Session 9: Visual Fores into the Liminal

4th Global Conference

vislitlogo

Wednesday 7th July 2010 – Friday 9th July 2010
Mansfield College, Oxford


Images of the Excluded : Ideology, Interpretation and Context
Jill Fernie-Clarke
University of Bolton, United Kingdom

Like other forms of communication visual languages are learnt, they draw upon long established traditions of representation and are inextricably linked to the contexts in which they are articulated.

This paper looks at the research techniques employed in the analysis of visual content and highlights the importance of comparative textual analysis, which includes the examination of documentary commentaries and the extensive use of written and visual primary sources. It demonstrates that the application of these research techniques demonstrates that visual practice is ideological practice and rather than reflecting ‘reality’ images are vehicles for the articulation of a set of desired social relations.

Examples of representations of the liminal are used to demonstrate the disparities between images and the actualities of life and the ways in which images of those on the margins of society present a transformation of a social formation is demonstrated.
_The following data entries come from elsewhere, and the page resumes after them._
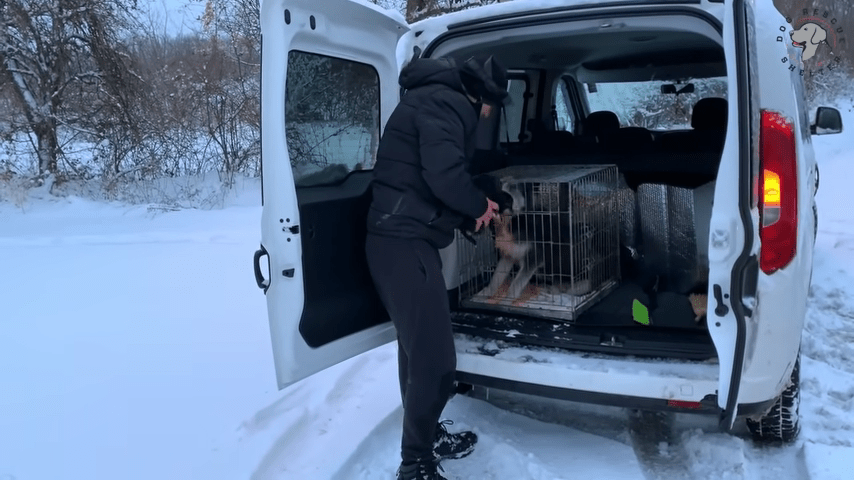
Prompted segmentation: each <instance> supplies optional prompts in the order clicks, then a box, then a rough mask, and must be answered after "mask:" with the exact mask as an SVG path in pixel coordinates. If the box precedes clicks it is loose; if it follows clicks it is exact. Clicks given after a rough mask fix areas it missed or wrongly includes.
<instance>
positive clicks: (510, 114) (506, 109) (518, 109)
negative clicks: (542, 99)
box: [499, 78, 528, 143]
mask: <svg viewBox="0 0 854 480" xmlns="http://www.w3.org/2000/svg"><path fill="white" fill-rule="evenodd" d="M526 91H528V81H527V80H526V79H524V78H511V79H510V82H509V85H508V86H507V92H508V93H509V94H510V104H509V105H507V106H505V107H504V114H505V115H504V116H506V117H507V119H506V122H505V119H504V118H502V119H501V130H500V132H499V135H500V136H499V139H500V140H499V141H500V142H510V143H516V142H519V141H520V140H519V136H520V135H521V134H522V133H523V130H522V121H523V119H524V118H523V117H524V115H525V112H524V111H523V110H522V109H523V108H524V106H525V92H526Z"/></svg>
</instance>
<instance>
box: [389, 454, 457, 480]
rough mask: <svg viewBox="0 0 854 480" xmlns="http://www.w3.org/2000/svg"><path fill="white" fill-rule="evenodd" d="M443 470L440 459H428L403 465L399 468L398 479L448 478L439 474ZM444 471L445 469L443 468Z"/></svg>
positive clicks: (400, 479)
mask: <svg viewBox="0 0 854 480" xmlns="http://www.w3.org/2000/svg"><path fill="white" fill-rule="evenodd" d="M437 469H438V470H442V466H441V465H439V461H438V460H434V459H431V460H427V461H424V462H419V463H414V464H412V465H401V466H400V468H399V469H397V480H448V479H447V478H445V477H443V476H442V475H440V474H439V472H438V470H437ZM442 471H444V470H442Z"/></svg>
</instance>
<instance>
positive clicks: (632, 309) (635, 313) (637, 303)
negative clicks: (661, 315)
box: [632, 298, 649, 325]
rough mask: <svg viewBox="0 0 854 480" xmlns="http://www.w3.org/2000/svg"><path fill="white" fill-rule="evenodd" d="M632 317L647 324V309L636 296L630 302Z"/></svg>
mask: <svg viewBox="0 0 854 480" xmlns="http://www.w3.org/2000/svg"><path fill="white" fill-rule="evenodd" d="M632 318H633V319H634V320H635V321H636V322H638V323H640V324H643V325H649V309H648V308H646V305H644V304H642V303H640V300H638V299H637V298H636V299H635V300H634V301H633V302H632Z"/></svg>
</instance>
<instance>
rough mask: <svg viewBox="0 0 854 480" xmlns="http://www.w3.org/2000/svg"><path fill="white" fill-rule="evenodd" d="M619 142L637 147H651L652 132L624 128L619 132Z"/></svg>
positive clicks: (640, 127)
mask: <svg viewBox="0 0 854 480" xmlns="http://www.w3.org/2000/svg"><path fill="white" fill-rule="evenodd" d="M617 138H619V141H621V142H625V143H627V144H632V145H636V146H645V145H651V144H652V143H653V138H652V132H650V131H649V130H647V129H646V128H643V127H624V128H621V129H620V130H619V131H618V132H617Z"/></svg>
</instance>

Looking at specific examples of images of the ‘excluded’ the ways in which contemporary images draw upon long established traditions of representation and are inextricably linked to the contexts in which they are articulated are explained.

Download Draft Conference Paper (pdf)


Body Traces: The Present Absence
Ria McCaw
Department of Visual Arts, University of Ballarat, Australia

“Photography, like casting, combines that which is present with that which is other – the residue of the original which advances and retreats in the mind of the viewer.” Fiona Bradley

The perception of the world through binary opposites has been, and continues to be, a rich source of inspiration to creative artists. Investigations of light and shade, life and death, internal and external, the private and public, the seen versus the unseen, allow the artist to pursue both tangible and intangible manifestations of the human condition.

My intention in this investigation is to engage with the notion of presence and absence, and develop artworks that embody and represent this interaction whilst openly referencing traditions and conventions from different historical and cultural contexts.

Of particular interest to this investigation are the oppositions and relationship of presence and absence in indexical artistic mediums, and it is this binary system which constitutes the main theme of this research. Photographic mediums have been the main focus and starting point for my practical work due to its indexical nature. My work conveys and highlights the ‘present absence’; a term that indicates the abstract yet recognisable traces which remain after a person or thing has gone. Consequently, reactions to parting and death will be important aspects for this investigation since mementos and memorials which honour or stand in for the dead have, certainly in our culture and in many others also, become highly ritualised and clearly represent a situation of ‘present absence’. The practice of Memento Mori and shrines for the dead are a good example of this. These forms then develop their own presence out of the absence of the person or persons they represent.

This paper will therefore focus on this perceived ‘present absence’ in relation to the use of indexical mediums.


Cartoon Fiction and Divine Truth: Views of Culture, Identity and Mysticism in Hergé’s Tintin in Tibet
Peter D’Sena and Tim Myatt
Education Department, London South Bank University and Department of Tibetan & Himalayan Studies, the Oriental Institute, Oxford University, United Kingdom

Hergé’s Tintin is one of the best known cartoon characters in the world. Over the past seventy-five years, his Adventures have been read by millions and next year, the release of Spielberg’s film of the 1943 thriller, The Secret of the Unicorn, will no doubt boost readership further.

Scholars of Hergé have started to analyse the influence of his visual and textual representations of communist, fascist and cold war regimes and hotly debate his use of colonial stereotypes. Of the twenty-four books in the series, Hergé’s personal favourite was Tintin in Tibet. Published in 1960, soon after the Tibetan Insurrection against Chinese occupation and the diaspora hastened by the Dalai Lama’s exile in March 1959, it differs starkly from all the others. Instead of the usual visual clutter, Hergé’s ligne claire style prefers white alpine expanses as backdrops for few protagonists, none of whom are gangsters or villains; and vistas are interrupted only occasionally by images of exotic Buddhist monasteries, monks and abbots. The narrative also differs, focusing on a quest for an old friend, lost, presumed dead in a plane crash deep in the Himalayas. Echos of Hilton’s Lost Horizon (1933) are clear: western fantasies of the innocence, dignity and wisdom of a ‘lost’, remote ancient society, deeply entrenched in faith and in harmony with the natural world, are parodied and accentuated by the cartoonist’s Eurocentrism. A master of popular pastiche, Hergé’s early scenes stereotyping monks’ powers of premonition and levitation in this Shangri La-inspired setting, are followed by a storyline influenced by Shipton’s famous photographs of Yeti footprints (1951). His snowman, though, is not abominable and his Tibetans are noble victims – socio-cultural constructs still satisfying to some western and Tibetan political purposes, as the Dalai Lama’s recognition of Tintin with his Light of Truth Award in 2006 indicates.